Mataram - Dinas Kependudukan dan Pencatatan Sipil (Dukcapil) Kota Mataram saat ini tengah menghadapi tantangan dalam perekaman identitas diri, dengan 7.178 warga di kota ini belum memiliki kartu tanda penduduk (KTP). Hal ini menjadi perhatian serius mengingat jumlah penduduk Kota Mataram mencapai 464.566 jiwa, sedangkan yang wajib memiliki KTP elektronik berjumlah 336.151 jiwa.
Menurut data yang diterima, hasil perekaman KTP baru mencapai 97,86 persen, atau 328.973 jiwa. Artinya, sejumlah 2,14 persen atau 7.178 warga masih belum mengantongi kartu identitas penduduk.
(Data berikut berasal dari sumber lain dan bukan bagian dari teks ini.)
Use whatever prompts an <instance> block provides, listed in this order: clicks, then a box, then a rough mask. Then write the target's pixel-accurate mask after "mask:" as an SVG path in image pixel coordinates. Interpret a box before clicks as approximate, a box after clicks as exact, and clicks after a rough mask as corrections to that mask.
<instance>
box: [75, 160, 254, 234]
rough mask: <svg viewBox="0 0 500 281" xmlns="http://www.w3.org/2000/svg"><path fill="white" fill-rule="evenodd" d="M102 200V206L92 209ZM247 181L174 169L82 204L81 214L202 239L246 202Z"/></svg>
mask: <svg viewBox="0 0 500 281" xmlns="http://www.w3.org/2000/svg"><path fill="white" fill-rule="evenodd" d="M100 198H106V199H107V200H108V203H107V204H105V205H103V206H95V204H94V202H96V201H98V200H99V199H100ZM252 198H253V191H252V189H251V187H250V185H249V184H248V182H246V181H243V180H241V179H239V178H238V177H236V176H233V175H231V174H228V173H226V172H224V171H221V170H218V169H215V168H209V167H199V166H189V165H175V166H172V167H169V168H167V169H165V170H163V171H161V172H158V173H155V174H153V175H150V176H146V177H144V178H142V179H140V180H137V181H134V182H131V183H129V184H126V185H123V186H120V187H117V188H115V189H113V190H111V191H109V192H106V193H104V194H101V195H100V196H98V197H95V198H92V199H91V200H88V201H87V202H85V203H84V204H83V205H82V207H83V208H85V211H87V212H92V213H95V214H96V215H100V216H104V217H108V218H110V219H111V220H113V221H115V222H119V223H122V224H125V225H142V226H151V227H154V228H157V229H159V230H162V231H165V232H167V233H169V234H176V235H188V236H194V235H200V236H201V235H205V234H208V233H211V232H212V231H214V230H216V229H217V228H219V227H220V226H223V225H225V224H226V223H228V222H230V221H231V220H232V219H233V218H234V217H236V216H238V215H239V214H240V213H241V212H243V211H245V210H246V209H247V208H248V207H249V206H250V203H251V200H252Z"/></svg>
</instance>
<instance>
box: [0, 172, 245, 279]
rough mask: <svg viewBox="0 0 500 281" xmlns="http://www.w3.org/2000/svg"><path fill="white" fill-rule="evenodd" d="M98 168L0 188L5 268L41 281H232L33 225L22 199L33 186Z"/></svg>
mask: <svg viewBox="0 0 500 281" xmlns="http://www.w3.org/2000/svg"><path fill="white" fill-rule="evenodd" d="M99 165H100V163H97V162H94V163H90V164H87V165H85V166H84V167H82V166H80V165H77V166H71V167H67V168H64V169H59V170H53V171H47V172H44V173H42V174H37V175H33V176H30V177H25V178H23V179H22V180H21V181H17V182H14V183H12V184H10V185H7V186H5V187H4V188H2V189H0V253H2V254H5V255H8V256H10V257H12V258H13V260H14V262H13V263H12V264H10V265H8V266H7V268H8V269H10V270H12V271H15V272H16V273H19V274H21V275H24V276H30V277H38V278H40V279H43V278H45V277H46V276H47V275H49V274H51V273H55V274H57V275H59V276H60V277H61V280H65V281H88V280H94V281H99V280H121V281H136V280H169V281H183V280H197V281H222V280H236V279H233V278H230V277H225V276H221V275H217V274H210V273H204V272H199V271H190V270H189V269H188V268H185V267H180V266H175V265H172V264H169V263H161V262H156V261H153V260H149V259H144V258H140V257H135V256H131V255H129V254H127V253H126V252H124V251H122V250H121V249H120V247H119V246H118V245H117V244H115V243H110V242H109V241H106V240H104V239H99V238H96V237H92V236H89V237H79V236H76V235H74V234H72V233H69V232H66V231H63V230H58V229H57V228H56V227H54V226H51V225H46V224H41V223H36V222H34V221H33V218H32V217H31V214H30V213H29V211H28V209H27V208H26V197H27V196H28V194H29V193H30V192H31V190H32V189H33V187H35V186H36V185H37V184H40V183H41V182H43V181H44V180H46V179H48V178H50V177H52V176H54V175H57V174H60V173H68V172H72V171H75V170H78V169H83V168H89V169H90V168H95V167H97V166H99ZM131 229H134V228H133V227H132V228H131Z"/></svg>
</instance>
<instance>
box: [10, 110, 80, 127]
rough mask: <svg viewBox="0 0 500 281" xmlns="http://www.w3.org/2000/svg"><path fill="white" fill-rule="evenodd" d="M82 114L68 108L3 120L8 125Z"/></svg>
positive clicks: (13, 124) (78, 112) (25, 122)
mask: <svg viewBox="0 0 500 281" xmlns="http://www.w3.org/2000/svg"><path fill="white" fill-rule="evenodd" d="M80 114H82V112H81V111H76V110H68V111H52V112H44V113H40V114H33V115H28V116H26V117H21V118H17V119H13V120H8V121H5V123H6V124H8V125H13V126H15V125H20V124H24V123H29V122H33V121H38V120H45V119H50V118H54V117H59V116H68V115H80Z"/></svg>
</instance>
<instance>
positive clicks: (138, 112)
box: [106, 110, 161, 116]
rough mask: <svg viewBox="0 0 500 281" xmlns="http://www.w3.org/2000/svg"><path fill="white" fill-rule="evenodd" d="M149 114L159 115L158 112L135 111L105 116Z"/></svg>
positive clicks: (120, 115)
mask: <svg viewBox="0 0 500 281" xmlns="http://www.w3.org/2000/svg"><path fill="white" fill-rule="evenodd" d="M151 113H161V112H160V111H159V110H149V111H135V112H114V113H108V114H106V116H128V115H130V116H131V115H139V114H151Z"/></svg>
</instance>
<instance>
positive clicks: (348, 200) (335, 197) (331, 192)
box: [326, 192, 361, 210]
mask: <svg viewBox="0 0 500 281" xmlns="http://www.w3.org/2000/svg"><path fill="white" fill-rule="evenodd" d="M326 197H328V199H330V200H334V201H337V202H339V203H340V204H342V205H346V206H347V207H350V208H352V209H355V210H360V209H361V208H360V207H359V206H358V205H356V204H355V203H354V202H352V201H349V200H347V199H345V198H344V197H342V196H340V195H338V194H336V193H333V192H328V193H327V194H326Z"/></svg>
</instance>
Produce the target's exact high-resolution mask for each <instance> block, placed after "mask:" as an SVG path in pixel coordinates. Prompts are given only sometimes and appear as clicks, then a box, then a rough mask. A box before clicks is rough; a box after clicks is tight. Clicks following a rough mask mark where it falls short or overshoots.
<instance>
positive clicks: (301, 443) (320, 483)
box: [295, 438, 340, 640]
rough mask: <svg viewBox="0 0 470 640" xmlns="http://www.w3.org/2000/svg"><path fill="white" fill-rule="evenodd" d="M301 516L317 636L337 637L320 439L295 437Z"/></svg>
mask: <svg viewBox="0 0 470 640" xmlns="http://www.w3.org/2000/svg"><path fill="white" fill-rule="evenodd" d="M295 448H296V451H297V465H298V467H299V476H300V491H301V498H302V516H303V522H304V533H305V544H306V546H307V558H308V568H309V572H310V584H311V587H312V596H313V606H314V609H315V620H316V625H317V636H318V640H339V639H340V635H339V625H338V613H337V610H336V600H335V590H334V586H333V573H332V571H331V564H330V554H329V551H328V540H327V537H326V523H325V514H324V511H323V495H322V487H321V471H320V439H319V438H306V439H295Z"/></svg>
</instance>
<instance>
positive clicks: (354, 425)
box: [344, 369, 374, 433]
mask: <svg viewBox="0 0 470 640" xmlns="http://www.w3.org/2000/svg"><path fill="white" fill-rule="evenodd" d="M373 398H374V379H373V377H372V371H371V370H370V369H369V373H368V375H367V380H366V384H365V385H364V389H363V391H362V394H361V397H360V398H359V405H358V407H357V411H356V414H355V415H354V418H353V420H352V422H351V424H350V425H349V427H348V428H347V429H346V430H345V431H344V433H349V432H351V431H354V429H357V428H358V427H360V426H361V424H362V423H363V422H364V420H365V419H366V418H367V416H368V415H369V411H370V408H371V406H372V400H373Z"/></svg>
Dari jumlah tersebut, sebaran warga yang belum merekam KTP terbagi di beberapa kecamatan, antara lain Kecamatan Ampenan sebanyak 1.422 jiwa, Kecamatan Mataram 1.210 jiwa, Kecamatan Cakranegara 1.099 jiwa, Kecamatan Sekarbela 993 jiwa, Kecamatan Selaparang 1.293 jiwa, dan Kecamatan Sandubaya 1.161 jiwa.
Sekretaris Dinas Dukcapil Kota Mataram, Lalu Ahmad Gunadi, menjelaskan bahwa 7.178 warga yang belum merekam KTP ini merupakan sisa dari perekaman yang tertunda pada tahun 2024, serta anak-anak yang baru berusia 17 tahun. Ia menambahkan bahwa dalam penyelenggaraan pemilihan umum dan pemilihan kepala daerah, ternyata banyak data penduduk yang belum merekam KTP berasal dari mereka yang berada di luar Kota Mataram. Banyak di antara mereka yang sedang melanjutkan pendidikan atau bekerja di luar kota, sehingga sulit dijangkau oleh pihaknya.
Untuk mengatasi situasi ini, Dinas Dukcapil berencana melakukan pelayanan keliling untuk mendekati masyarakat. Pada saat banjir bulan Juli lalu, pihaknya telah turun langsung ke wilayah terdampak untuk melakukan perekaman identitas kependudukan. Selain itu, mereka juga memiliki program untuk menjadwalkan perekaman di semua sekolah negeri dan swasta. Namun, terdapat kendala dalam koordinasi dengan sekolah-sekolah, terutama bagi siswa SMA/SMK, karena waktu belajar yang terbatas.
Gunadi juga mengungkapkan bahwa kesadaran anak-anak untuk memiliki KTP masih tergolong rendah, dengan sebagian dari mereka menganggap pentingnya identitas kependudukan belum menjadi prioritas. Oleh karena itu, Dinas Dukcapil berinovasi dengan menyediakan pelayanan kependudukan secara online yang terintegrasi dengan nomor induk kependudukan (NIK) di setiap kelurahan. Diharapkan, dengan adanya titik layanan di semua kelurahan, jangkauan masyarakat untuk mendapatkan KTP menjadi lebih dekat dan tidak terhambat oleh masalah mobilitas.